Professional academics […] are figuring out ways to use LLMs as assistants in the writing process.
But for graduate students, managing an AI assistant is a lot tougher. How would a graduate student manage a graduate student assistant who is also still learning? How would this student check the other student’s work when neither has fully acquired the knowledge and discernment that will come with the experience of completing their degrees? Even setting aside the rapidly evolving policies and expectations around the ethics of students using AI tools for writing assignments, a major issue is that graduate students need mentors, not assistants. They need to learn from someone who knows more than they do.
[G]raduate students need mentors, not assistants.
Companies are trying to develop AI dissertation coaches built on ChatGPT. We can ask an LLM to give us feedback on a draft or to ask us probing questions to help us think more deeply about something. But if we do this, we must remember that the LLM is still generating text based on statistical relationships among words in its training data. It is not guiding us with any kind of intention or expertise or wisdom. And at the end of the day, the user has to gauge the LLM’s usefulness. How well equipped are graduate students to make that assessment?

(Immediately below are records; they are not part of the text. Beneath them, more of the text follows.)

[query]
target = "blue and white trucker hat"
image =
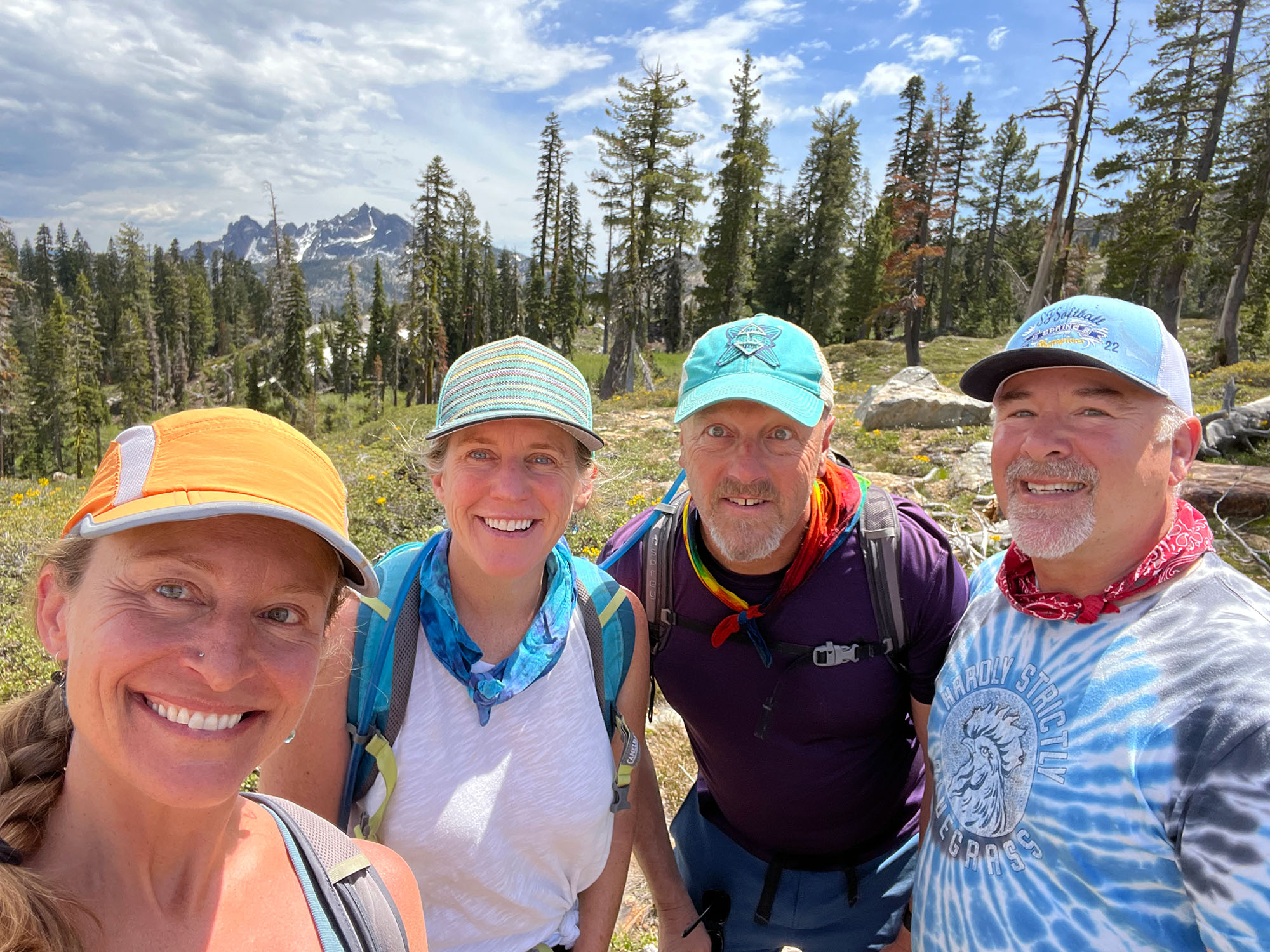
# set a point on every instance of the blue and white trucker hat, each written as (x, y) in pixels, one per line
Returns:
(760, 359)
(1090, 332)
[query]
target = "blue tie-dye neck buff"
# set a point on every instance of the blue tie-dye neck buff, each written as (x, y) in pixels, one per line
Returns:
(1103, 786)
(537, 654)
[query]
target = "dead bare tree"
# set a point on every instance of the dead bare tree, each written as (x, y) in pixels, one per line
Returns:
(1071, 103)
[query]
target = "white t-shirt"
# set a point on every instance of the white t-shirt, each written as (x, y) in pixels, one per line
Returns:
(502, 826)
(1103, 786)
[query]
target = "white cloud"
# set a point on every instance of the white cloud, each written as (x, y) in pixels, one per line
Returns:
(172, 115)
(683, 11)
(907, 8)
(831, 101)
(887, 79)
(937, 48)
(707, 56)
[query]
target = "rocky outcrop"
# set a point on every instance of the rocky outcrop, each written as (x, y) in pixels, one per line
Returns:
(973, 469)
(915, 398)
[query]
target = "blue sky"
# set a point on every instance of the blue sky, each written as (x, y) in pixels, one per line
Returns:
(172, 115)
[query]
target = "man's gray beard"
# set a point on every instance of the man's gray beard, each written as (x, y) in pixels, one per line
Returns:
(746, 545)
(1039, 535)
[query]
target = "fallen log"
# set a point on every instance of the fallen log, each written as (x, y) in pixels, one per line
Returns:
(1235, 428)
(1247, 489)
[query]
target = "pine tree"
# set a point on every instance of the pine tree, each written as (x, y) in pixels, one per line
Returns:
(90, 411)
(548, 197)
(1248, 186)
(728, 252)
(135, 296)
(43, 272)
(826, 190)
(346, 352)
(966, 139)
(867, 272)
(203, 322)
(297, 318)
(641, 167)
(378, 342)
(778, 251)
(51, 406)
(64, 262)
(1174, 135)
(511, 315)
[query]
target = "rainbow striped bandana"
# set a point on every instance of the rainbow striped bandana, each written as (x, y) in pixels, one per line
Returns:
(835, 510)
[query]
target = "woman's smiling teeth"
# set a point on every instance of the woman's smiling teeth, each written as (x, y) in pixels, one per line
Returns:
(507, 525)
(195, 720)
(1055, 487)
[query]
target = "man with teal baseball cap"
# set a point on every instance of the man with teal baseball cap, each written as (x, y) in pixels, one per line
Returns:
(1100, 734)
(799, 619)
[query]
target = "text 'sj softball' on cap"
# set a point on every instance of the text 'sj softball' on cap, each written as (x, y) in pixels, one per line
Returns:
(516, 379)
(1090, 332)
(760, 359)
(228, 461)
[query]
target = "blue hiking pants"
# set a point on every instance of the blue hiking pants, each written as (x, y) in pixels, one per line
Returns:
(811, 909)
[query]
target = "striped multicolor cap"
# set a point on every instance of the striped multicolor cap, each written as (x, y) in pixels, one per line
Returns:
(516, 379)
(201, 464)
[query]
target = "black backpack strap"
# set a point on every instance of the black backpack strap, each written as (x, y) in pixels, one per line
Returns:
(406, 640)
(658, 565)
(354, 896)
(879, 541)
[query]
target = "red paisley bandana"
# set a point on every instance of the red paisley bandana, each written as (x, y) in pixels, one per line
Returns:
(1187, 541)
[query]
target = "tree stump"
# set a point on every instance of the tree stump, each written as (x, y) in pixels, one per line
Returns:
(1247, 488)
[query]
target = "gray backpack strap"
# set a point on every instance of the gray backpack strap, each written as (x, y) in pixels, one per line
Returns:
(406, 640)
(881, 540)
(596, 642)
(356, 899)
(658, 568)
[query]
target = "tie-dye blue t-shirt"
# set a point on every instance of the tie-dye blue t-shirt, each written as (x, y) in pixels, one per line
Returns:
(1103, 786)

From my point of view as an experienced writing coach and academic literacy researcher, the best case scenario for graduate students today is to wade into the AI pool with their advisors. Many students would love for ChatGPT to be an advisor who is available 24/7 (and who is supportive and encouraging, which LLMs are often engineered to seem). But the reality is that ChatGPT does not know more than a graduate student. It doesn’t know anything, so it actually knows a lot less than a graduate student. At best it is something like a peer, even if it is programmed to portray itself as a mentor.
[T]he best case scenario for graduate students today is to wade into the AI pool with their advisors.
It’s easy to mistake an LLM’s output as actual understanding. As scholars and graduate students experiment with these tools as part of the academic writing process, they need to keep in mind that they are dealing with “stochastic parrots” (Bender et al., 2021) that generate outputs based on probabilities. Is that output useful or not? How do you know?
Bender, E. M., Gebru, T., McMillan-Major, A., & Shmitchell, S. (2021). On the dangers of stochastic parrots: Can language models be too big? Proceedings of the 2021 ACM Conference on Fairness, Accountability, and Transparency, Virtual Event, Canada. https://doi.org/10.1145/3442188.3445922
Lave, J., & Wenger, E. (1991). Situated Learning: Legitimate Peripheral Participation. Cambridge: Cambridge University Press.
Wenger, E. (1999). Communities of Practice: Learning, Meaning, and Identity. United States: Cambridge University Press.